Penicillin resistance was seen in 14(35%) isolates. An intermediate penicillin resistance was seen in 9(22.5%) isolates who belonged predominantly to serotype 6 (n=6). A high level of penicillin resistance was seen in 5(12.5%) isolates who belonged largely to serotype 14 (n=3) [Table/Fig-2]. One isolate of serotype 6, which was obtained from pleural fluid, was highly resistant to penicillin. Resistance was not seen in any of the isolates which were recovered from CSF (n=3, serotypes 3, 6 and 14). The MIC range for penicillin was 0.016-4μg/ml.

[Table/Fig-2]:

Penicillin resistance and serotype distribution in IPD isolates

Serotypes IPD Isolates with Penicillin resistance
No. of Isolates S* I† R‡
1 3 3 - -
3 1 - 1 -
4 1 1 - -
5 5 4 1 -
6 10 3 6 1
9 2 - 1 1
10 1 1 - -
14 7 4 - 3
15 1 1 - -
18 5 5 - -
19 4 4 - -
Total 40 (100%) 26 (65%) 9 (22.5%) 5 (12.5%)

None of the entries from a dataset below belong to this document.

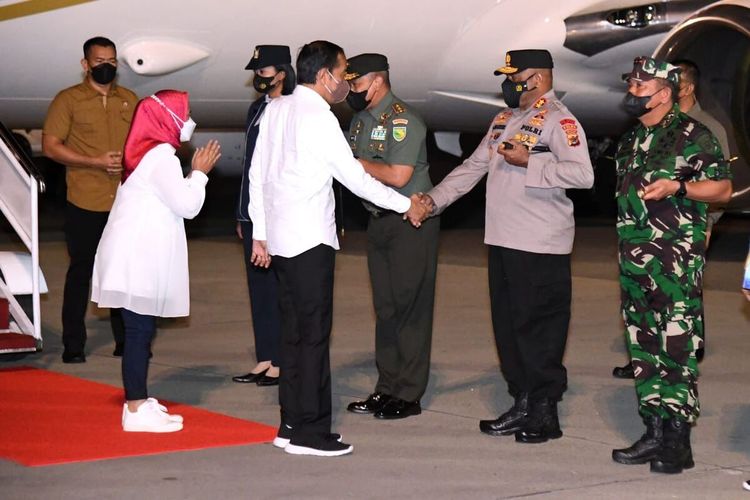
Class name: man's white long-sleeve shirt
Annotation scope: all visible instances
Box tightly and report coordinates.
[248,85,411,257]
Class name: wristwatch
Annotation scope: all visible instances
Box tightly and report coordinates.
[674,181,687,198]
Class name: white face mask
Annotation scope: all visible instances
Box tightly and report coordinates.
[151,95,198,142]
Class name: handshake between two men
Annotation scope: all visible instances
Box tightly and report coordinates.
[404,193,435,227]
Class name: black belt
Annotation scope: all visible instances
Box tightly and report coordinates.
[370,210,401,219]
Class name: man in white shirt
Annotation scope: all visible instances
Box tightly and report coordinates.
[249,41,425,457]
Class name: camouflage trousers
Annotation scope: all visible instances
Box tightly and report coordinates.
[620,248,703,422]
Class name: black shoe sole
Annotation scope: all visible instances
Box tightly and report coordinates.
[612,453,655,465]
[373,409,422,420]
[479,427,523,437]
[62,355,86,365]
[516,431,562,444]
[650,460,695,474]
[255,377,279,387]
[346,407,380,415]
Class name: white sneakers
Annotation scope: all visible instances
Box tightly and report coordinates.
[122,398,182,432]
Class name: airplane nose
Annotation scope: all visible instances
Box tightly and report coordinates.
[121,39,210,76]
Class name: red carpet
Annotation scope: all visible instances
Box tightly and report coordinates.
[0,367,276,466]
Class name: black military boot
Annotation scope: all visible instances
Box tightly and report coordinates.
[516,399,562,443]
[479,393,529,436]
[612,416,664,465]
[651,418,695,474]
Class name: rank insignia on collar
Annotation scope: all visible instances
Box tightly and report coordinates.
[560,118,581,147]
[393,127,406,142]
[495,110,513,125]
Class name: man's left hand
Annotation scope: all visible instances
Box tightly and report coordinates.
[638,179,680,200]
[497,139,529,168]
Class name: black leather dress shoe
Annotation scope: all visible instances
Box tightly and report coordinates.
[479,394,529,436]
[255,372,279,387]
[374,398,422,420]
[346,392,391,414]
[63,352,86,364]
[516,399,562,443]
[232,368,268,384]
[612,363,635,378]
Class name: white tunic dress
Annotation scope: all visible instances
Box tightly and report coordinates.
[91,144,208,317]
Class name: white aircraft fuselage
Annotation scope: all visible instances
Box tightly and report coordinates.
[0,0,750,209]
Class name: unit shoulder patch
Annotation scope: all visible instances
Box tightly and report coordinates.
[393,126,406,142]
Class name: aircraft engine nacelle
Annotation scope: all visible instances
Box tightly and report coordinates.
[654,0,750,207]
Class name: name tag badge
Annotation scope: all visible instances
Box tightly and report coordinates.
[370,125,388,141]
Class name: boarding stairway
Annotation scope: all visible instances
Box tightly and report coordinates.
[0,122,47,354]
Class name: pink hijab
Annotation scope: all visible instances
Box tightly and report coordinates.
[122,90,188,183]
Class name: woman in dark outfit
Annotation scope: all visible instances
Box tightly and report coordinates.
[232,45,296,386]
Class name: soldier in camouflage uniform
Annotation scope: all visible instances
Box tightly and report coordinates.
[612,57,732,473]
[345,54,440,420]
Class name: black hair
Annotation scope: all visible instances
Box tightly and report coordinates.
[297,40,344,83]
[274,64,297,95]
[83,36,117,59]
[672,59,701,92]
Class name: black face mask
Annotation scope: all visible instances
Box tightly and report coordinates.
[253,75,278,94]
[622,90,659,118]
[91,63,117,85]
[346,89,372,112]
[502,75,533,108]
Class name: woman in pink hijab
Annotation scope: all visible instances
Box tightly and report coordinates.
[91,90,221,432]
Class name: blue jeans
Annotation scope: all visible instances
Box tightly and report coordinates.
[122,309,156,401]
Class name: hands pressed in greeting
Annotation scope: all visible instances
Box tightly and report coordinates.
[192,139,221,174]
[638,179,680,200]
[404,193,435,227]
[250,240,271,269]
[497,139,529,168]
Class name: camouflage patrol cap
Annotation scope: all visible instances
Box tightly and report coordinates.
[344,54,388,81]
[622,56,682,85]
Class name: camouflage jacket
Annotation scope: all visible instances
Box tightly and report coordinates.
[615,104,731,252]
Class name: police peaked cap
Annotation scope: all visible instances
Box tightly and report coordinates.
[495,49,553,75]
[245,45,292,69]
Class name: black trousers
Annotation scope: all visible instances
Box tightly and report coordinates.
[273,245,336,441]
[240,221,281,366]
[120,309,156,401]
[488,246,571,401]
[367,214,440,401]
[62,202,125,354]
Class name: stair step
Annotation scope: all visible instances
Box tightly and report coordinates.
[0,332,36,354]
[0,297,10,330]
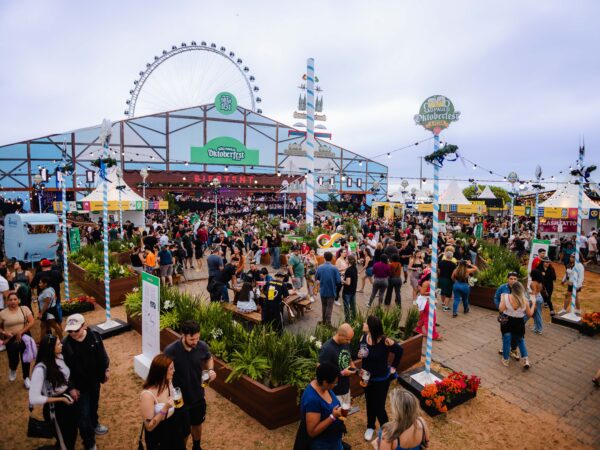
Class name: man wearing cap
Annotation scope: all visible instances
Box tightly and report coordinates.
[29,259,64,323]
[62,314,110,449]
[262,271,289,333]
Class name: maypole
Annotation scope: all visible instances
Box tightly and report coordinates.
[412,95,460,386]
[306,58,316,230]
[61,142,71,306]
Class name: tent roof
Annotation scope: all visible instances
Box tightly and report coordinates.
[81,168,144,207]
[477,186,496,199]
[440,180,471,205]
[539,183,598,209]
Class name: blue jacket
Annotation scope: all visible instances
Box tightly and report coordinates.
[494,283,510,308]
[315,262,342,297]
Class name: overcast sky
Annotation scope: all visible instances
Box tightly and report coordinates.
[0,0,600,193]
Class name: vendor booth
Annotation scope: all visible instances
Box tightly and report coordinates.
[54,169,169,227]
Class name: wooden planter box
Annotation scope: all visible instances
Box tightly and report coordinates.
[350,333,424,397]
[398,369,477,417]
[127,315,300,430]
[69,261,139,308]
[469,286,498,311]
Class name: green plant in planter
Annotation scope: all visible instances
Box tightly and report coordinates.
[225,345,271,383]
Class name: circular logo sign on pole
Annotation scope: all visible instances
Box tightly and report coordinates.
[415,95,460,135]
[215,92,237,116]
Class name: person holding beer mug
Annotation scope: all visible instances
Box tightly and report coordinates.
[140,353,185,450]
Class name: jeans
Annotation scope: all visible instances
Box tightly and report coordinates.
[469,250,477,265]
[75,384,100,449]
[321,295,335,325]
[452,281,471,314]
[6,338,31,379]
[533,295,544,332]
[365,379,390,429]
[271,247,281,269]
[385,277,402,306]
[342,294,356,323]
[502,333,528,359]
[369,277,388,306]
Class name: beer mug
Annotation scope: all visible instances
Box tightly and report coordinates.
[202,370,210,388]
[360,369,371,387]
[358,344,369,359]
[340,403,350,420]
[173,387,183,408]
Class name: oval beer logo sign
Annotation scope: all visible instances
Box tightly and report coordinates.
[415,95,460,134]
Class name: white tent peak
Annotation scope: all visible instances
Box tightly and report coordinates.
[439,180,471,205]
[81,167,144,206]
[539,183,598,209]
[477,186,497,200]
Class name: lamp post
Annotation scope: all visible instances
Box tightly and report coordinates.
[140,167,148,230]
[116,166,125,239]
[210,177,221,227]
[506,172,519,238]
[33,173,44,213]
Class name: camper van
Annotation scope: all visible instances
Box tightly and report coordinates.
[4,214,59,262]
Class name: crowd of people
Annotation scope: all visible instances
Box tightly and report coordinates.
[0,199,598,450]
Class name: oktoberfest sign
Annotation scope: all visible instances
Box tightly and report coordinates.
[190,136,259,166]
[415,95,460,134]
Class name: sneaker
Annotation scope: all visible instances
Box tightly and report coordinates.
[94,424,108,436]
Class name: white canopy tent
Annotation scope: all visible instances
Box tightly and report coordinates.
[440,180,471,205]
[80,168,145,227]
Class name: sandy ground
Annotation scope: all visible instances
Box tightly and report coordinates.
[0,262,600,450]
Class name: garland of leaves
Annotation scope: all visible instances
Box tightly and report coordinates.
[92,158,117,169]
[425,144,458,167]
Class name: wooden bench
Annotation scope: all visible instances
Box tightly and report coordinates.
[221,303,262,324]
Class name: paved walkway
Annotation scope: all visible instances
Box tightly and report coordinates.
[180,268,600,448]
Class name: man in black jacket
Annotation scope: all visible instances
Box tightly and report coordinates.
[62,314,110,450]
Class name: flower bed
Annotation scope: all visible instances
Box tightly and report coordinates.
[69,261,139,308]
[60,295,96,317]
[125,288,423,429]
[400,370,481,417]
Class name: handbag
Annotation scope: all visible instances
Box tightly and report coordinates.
[27,404,56,439]
[138,423,144,450]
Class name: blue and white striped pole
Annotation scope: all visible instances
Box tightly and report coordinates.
[571,147,585,320]
[425,133,440,375]
[306,58,316,230]
[100,121,112,325]
[61,153,71,300]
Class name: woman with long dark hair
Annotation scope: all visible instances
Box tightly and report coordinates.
[358,316,403,441]
[140,353,185,450]
[29,334,77,450]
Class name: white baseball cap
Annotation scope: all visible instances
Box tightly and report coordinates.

*Susceptible; †Intermediate resistance; ‡High Resistance

Resistance was most common to TMP-SMX [Table/Fig-3]. 77.5% (n=31/40) of isolates were resistant to TMP-SMX, which predominantly belonged to SGTs 14 (n=5) and 6 (n=6). Among these isolates, high level and intermediate level resistances to TMP-SMX were observed in 42.5% (n=17/40) and 35% (n=14/40) isolates respectively.

[Table/Fig-3]:

[Table/Fig-3]:

Drug resistance pattern of S. pneumoniae

Ceftriaxone and Erythromycin resistant strains accounted for 15% and 12.5% strains, who belonged predominantly to SGTs 14 and 6, in that order. All the Erythromycin strains were highly resistant. Resistance to different antimicrobials, with serotypic distribution, has been represented in [Table/Fig-4].

[Table/Fig-4]:

IPD S. pneumoniae isolates- Serogroup/types and their antibiogram

SGT No. of Isolates Penicillin TMP-SMX* Ceftriaxone Erythromycin Levofloxacin Vancomycin
S I R S I R S I R S I R S I R S I R
1 3 3 - - - 3 - 3 - - 3 - - 3 - - 3 - -
3 1 - 1 - - - 1 1 - - 1 - - 1 - - 1 - -
4 1 1 - - - - 1 1 - - 1 - - - - 1 1 - -
5 5 4 1 - - - 5 5 - - 5 - - 5 - - 5 - -
6 10 3 6 1 4 5 1 8 1 1 7 - 3 10 - - 10 - -
9 2 - 1 1 - - 2 2 - - 1 - 1 1 - 1 2 -
10 1 1 - - - 1 - 1 - - 1 - - 1 - - 1 - -
14 7 4 - 3 2 2 3 4 3 - 6 - 1 7 - - 7 - -
15 1 1 - - - 1 - 1 - - 1 - - 1 - - 1 - -
18 5 5 - - 2 1 2 4 1 - 5 - - 5 - - 5 - -
19 4 4 - - 1 1 2 4 - - 4 - - 4 - - 4 - -
Total 40 26 9 5 9 14 17 34 5 1 35 - 5 38 - 2 40 -

*Trimethoprim/Sulfamethoxazole.

Minimal resistance (5%) was observed to Levofloxacin. As was expected, Vancomycin was the antibiotic to which all the isolates were susceptible.

Multidrug Resistance

Multiple resistance was observed in 20% (n=8) of the strains. Penicillin, TMP-SMX and Ceftriaxone was the most common combination, which accounted for 62.5% (n=5/8). Intermediate and high penicillin resistances were observed in 3 and 5 isolates correspondingly. MDR strains belonged to SGTs 6 (n=3), 14 (n=3) and 9 (n=2), in descending order.

Discussion

Reports on increasing resistance to the commonly used antibiotics and the possible prevention of life threatening infections by using vaccines, monitoring of serotype prevalence and susceptibility pattern of S. pneumoniae have assumed great significance [19]. The serotypic distribution varies with geographical area, disease, age, socioeconomic conditions, season, vaccine usage and type of cohort [6]. Data on serotypic prevalence and antibiotic susceptibilities of invasive S. pneumoniae isolates in children who are ≤5years of age are limited in India.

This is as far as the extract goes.